In Peking, posters attacking the Shah of Iran and United States "imperialism" appeared on Democracy Wall on Monday (12 February).
In Peking, posters attacking the Shah of Iran and United States "imperialism" appeared on Democracy Wall on Monday (12 February). Two Iranian diplomats took responsibility for pinning a large colour portrait of the Shah with "CIA" (Central Intelligence Agency) scrawled across his forehead, onto the wall where China's free speech campaign has been waged.
SYNOPSIS: The Shah is now in exile in Morocco. The portrait appeared with three other posters. They attacked what they called "United States Imperialism", and supported the Islamic leader now in control of Iran's government, the Ayatollah Ruhollah Khomeini.
The posters, in Chinese and English, attracted a small crowd. The English text read "Death to U.S. imperialism and their lackeys in Iran". The others, in both languages, said "Long live Khomeini, the Great leader of the Iranian people."
The Iranian Ambassador said his embassy knew nothing about the posters.

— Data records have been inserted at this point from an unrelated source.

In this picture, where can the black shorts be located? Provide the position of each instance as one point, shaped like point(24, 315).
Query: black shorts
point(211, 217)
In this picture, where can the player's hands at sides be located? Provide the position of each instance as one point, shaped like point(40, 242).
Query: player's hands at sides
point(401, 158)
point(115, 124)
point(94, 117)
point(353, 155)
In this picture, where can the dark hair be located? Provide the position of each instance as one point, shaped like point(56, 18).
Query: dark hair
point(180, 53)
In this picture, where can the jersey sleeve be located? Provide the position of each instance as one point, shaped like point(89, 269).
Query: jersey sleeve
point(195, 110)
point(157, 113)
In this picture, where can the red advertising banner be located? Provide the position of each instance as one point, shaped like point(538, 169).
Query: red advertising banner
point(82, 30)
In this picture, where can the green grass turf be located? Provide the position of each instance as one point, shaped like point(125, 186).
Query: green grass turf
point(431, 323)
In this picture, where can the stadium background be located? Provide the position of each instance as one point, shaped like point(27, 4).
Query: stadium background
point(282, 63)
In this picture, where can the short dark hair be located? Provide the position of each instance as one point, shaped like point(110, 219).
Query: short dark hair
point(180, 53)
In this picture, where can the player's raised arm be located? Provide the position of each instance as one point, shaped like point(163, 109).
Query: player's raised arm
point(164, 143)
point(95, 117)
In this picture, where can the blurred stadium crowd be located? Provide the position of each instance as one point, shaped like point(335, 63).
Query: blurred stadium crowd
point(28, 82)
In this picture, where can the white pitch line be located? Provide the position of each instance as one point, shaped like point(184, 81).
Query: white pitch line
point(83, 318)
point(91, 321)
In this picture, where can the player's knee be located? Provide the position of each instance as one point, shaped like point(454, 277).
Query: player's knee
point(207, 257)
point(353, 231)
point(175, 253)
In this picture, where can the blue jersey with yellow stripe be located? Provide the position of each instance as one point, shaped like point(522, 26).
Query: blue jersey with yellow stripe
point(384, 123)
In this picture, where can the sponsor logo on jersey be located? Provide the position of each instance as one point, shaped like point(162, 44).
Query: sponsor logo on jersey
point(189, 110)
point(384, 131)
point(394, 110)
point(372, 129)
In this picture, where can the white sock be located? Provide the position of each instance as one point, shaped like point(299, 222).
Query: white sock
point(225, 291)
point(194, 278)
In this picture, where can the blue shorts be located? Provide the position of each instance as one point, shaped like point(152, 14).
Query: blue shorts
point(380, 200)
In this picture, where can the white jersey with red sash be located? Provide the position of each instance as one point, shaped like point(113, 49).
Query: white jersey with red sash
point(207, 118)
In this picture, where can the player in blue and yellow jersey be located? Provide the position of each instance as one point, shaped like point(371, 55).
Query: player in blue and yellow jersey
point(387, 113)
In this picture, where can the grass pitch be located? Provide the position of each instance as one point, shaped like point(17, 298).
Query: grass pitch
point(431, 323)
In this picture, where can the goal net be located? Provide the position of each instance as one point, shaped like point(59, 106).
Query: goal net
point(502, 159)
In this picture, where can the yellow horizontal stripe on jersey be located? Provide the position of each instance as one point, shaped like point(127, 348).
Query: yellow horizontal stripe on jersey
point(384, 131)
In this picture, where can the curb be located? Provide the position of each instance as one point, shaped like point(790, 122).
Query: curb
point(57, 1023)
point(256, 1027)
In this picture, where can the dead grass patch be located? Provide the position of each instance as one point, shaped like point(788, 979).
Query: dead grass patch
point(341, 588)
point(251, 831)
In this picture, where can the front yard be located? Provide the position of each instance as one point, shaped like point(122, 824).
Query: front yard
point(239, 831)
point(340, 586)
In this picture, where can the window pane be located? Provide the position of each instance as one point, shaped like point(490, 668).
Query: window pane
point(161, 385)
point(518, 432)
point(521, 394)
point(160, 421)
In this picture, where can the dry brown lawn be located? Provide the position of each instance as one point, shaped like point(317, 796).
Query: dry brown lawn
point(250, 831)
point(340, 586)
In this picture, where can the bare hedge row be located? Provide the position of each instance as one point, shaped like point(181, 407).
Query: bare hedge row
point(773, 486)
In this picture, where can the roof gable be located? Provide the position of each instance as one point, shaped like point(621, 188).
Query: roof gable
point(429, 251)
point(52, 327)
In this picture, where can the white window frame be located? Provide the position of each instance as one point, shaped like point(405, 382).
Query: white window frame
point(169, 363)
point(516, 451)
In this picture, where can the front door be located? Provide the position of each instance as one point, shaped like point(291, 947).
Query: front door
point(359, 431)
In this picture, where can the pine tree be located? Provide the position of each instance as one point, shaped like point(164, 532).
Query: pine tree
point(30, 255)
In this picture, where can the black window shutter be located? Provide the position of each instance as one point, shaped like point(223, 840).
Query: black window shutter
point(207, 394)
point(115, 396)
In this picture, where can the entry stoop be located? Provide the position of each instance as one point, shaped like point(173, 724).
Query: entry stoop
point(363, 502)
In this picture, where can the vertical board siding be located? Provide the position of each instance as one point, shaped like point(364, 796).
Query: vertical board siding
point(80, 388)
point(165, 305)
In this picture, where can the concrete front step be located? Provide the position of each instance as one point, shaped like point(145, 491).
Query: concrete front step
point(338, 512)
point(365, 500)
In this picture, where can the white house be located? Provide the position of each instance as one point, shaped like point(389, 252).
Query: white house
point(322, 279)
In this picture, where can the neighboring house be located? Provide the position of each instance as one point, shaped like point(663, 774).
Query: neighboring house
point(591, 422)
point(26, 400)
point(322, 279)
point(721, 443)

The two men who put them up identified themselves as an Iranian first secretary and a third secretary.
They told newsmen they were expressing a personal view rather than the Embassy's official view. Ambassador Mahomoud Esfandiary said the embassy was now following the Iranian Foreign Minister's orders and "the decisions of the majority".
Meanwhile, construction continues on a new and more elaborate embassy, begun under the Shah's government. Last week, posters appeared briefly in the foreigners' compound. They read "Long live the Islamic Republic of Iran". The Soviet Union, whom China's leader see as a dangerous superpower, was the first nation to formally recognise the Ayatollah's new Islamic government.